On the other hand, complex carbohydrates (Low Glycemic Index foods) are the better carbs (winter squash, sweet potato, asparagus, mushrooms, beans, lentils, berries, and whole grains, like wild rice, quinoa, barley, brown rice).

They are absorbed much more slowly and do not cause insulin spike.

Eating these foods lowers the risk for diabetes.

A good mix in our diet is 50 percent from the good complex carbohydrates (more on vegetables), 30 percent from healthy proteins (fish, soy, lentils, nuts), and 20 percent from good fats (fish, especially salmon, whole grains, nuts, avocados, olive oil).

All fats are bad

This is false.

While saturated fats from red meats and other fatty dairy foods are bad, there are good fats in fish (omega-3 fatty acids), which help in the brain function and children development and also in warding off arthritis and heart disease.

Good fats are also found in fish (like salmon), olive oil, whole grains, nuts and avocados.

On the other hand, the Omega-6 in refined vegetable oils (corn, safflower, soy oil) can cause inflammation in the joints and in the walls of arteries, that lead to artery blockages, a similar effect of saturated fats from red meat.

Extra virgin olive oil, organic canola oil, and grapeseed appear to be healthier.

Processed foods, fast foods, and food items made with coconut and palm-kernel oil, partially hydrogenated oils, vegetable shortening and common vegetable oils are unhealthy.

All “organic” is good

False.

Organic junk food is still junk food.

Not all marked or marketed as “organic” is good and nutritious.

Organic potato chips, oreo, etc., are not healthy food items.

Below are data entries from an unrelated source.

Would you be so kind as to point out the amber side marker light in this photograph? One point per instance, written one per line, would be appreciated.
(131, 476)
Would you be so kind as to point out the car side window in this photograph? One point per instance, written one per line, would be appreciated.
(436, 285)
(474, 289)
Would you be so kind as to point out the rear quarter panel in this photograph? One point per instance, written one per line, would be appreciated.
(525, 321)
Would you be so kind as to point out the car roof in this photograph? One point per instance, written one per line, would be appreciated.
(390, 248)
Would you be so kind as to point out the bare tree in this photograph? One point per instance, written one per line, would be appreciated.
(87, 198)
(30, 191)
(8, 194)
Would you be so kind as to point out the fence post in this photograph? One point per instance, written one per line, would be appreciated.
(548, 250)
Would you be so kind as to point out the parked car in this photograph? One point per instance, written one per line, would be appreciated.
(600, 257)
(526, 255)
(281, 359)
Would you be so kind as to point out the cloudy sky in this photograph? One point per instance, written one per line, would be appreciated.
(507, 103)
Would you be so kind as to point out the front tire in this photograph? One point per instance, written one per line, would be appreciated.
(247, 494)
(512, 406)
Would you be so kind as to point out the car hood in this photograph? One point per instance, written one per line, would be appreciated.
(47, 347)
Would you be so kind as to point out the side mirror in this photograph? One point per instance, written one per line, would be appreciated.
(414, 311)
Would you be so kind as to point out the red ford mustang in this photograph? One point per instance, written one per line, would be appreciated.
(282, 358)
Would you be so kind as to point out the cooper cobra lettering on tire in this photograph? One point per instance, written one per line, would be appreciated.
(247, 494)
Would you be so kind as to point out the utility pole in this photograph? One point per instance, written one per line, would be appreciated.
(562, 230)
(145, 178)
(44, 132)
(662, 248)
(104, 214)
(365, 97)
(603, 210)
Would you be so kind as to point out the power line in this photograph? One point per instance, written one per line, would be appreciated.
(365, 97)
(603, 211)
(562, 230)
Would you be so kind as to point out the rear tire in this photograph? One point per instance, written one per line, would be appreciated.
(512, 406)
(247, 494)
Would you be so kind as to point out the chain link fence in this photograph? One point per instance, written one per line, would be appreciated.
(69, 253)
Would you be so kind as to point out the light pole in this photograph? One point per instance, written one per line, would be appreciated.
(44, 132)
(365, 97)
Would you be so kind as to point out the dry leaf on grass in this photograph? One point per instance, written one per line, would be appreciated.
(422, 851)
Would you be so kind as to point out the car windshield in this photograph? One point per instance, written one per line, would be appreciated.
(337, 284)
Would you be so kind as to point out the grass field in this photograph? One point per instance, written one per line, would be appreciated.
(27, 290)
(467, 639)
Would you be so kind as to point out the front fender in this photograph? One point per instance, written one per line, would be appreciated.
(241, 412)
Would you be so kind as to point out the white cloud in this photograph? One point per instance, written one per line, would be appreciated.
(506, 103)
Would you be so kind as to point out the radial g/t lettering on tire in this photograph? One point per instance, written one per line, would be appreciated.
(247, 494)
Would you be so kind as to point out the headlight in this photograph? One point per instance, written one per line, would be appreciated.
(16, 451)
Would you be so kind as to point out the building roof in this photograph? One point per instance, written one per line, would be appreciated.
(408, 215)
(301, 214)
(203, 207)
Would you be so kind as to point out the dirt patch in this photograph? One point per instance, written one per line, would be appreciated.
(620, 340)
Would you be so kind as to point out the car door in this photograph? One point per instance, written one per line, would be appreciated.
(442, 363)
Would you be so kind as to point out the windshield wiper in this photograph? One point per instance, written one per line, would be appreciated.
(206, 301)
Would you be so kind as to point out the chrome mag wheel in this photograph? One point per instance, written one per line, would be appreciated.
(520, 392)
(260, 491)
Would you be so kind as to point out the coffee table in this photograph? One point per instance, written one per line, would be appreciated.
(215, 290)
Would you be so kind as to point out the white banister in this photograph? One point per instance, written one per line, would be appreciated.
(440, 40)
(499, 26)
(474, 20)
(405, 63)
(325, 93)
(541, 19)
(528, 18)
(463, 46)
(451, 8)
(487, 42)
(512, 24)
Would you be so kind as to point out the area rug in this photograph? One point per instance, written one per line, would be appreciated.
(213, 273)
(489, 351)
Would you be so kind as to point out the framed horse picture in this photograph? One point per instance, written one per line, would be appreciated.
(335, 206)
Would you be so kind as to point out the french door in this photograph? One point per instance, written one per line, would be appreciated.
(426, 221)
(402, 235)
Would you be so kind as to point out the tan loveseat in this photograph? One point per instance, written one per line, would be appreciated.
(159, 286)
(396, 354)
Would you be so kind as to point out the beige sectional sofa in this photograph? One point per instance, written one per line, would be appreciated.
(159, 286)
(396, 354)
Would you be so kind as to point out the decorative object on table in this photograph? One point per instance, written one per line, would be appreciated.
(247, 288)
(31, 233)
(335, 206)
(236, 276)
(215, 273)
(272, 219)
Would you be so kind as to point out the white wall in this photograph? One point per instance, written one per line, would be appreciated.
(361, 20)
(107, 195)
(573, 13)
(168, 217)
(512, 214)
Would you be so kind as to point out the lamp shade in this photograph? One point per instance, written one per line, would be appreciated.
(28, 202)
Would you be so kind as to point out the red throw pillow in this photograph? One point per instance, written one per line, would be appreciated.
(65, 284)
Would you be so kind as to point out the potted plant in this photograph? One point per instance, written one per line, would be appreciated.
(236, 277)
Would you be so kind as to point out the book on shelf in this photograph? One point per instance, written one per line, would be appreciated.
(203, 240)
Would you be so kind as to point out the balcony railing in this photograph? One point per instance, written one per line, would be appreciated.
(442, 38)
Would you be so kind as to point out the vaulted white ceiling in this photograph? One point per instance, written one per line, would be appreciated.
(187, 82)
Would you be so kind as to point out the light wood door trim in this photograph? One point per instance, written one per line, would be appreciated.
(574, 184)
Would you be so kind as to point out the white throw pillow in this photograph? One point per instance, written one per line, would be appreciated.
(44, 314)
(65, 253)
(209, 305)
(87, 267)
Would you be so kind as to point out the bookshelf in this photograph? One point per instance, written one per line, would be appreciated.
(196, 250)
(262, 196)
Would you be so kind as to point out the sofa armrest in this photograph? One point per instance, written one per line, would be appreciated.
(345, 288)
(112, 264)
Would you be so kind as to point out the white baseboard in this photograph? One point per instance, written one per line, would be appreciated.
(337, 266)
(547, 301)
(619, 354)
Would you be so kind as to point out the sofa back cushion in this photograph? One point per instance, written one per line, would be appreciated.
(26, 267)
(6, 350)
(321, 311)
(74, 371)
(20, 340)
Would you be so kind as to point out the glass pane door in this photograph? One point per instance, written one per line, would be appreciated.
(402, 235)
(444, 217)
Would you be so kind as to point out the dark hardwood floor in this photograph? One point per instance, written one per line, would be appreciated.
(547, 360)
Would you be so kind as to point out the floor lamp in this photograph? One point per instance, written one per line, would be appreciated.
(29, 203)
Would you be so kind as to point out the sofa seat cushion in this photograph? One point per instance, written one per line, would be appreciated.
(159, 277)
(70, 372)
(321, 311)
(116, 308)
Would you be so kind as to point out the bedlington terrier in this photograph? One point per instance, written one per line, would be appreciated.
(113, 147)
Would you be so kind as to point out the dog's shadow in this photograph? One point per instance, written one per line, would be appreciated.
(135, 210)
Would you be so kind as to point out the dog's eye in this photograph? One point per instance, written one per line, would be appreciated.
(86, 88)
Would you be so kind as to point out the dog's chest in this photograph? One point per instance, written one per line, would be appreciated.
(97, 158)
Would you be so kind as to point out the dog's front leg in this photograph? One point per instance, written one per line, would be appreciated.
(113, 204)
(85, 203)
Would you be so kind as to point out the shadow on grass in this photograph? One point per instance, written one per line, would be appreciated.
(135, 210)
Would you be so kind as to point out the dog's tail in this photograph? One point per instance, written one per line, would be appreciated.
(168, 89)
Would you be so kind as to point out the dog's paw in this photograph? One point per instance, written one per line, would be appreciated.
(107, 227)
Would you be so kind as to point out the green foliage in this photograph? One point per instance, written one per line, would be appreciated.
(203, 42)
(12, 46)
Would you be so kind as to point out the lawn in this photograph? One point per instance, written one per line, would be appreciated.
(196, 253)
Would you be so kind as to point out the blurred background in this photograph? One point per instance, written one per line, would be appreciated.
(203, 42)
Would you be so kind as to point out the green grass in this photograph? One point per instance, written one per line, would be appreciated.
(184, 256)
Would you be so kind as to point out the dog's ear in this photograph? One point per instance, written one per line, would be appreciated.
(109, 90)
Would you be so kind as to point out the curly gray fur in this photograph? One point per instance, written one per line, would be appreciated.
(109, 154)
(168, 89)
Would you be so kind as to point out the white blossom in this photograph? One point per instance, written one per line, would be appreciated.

Any processed foods labeled “organic” or not are best to stay away from.

Organic produce (vegetables and fruits, etc.) are free of pesticides and other chemicals, and are healthier, albeit more expensive.

So, let’s look at the labels and use our common sense.

Not all marked “organic” is good.

Wet hair leads to a cold

False.

Going out with wet hair does not increase your risk of catching a cold.

This has been proven a lot of times in scientific settings.

Coldness or how cold one feels does not affect the immune system.

A lowered immune system from excessive fatigue, hunger, lack of exercise, overeating, smoking or alcohol abuse can increase the risk for cold and other diseases.

Skipping breakfast is good

False.

Even among those trying to lose weight, eating breakfast is recommended.

For those weight watchers, the total calories for breakfast or any meal should be controlled to the desired amount.

If one skips breakfast after six to eight hours of sleep, the blood sugar level goes down too low, and both the mental and physical performances are affected, whether apparent or not.

Keeping the level of insulin on an even keel is important to prevent the onset of diabetes and for general well-being.

If portioned properly not to go over the desired limit of total calories for the day, dividing them into five or six meals a day is better in preventing insulin spikes.

For normal-weight adults in general, a total calorie-intake of 1,800 a day is healthy.

As we have often stated, drinking a glass or two of water before each meal, and pushing oneself away from the dining table less than full, is healthy and wise.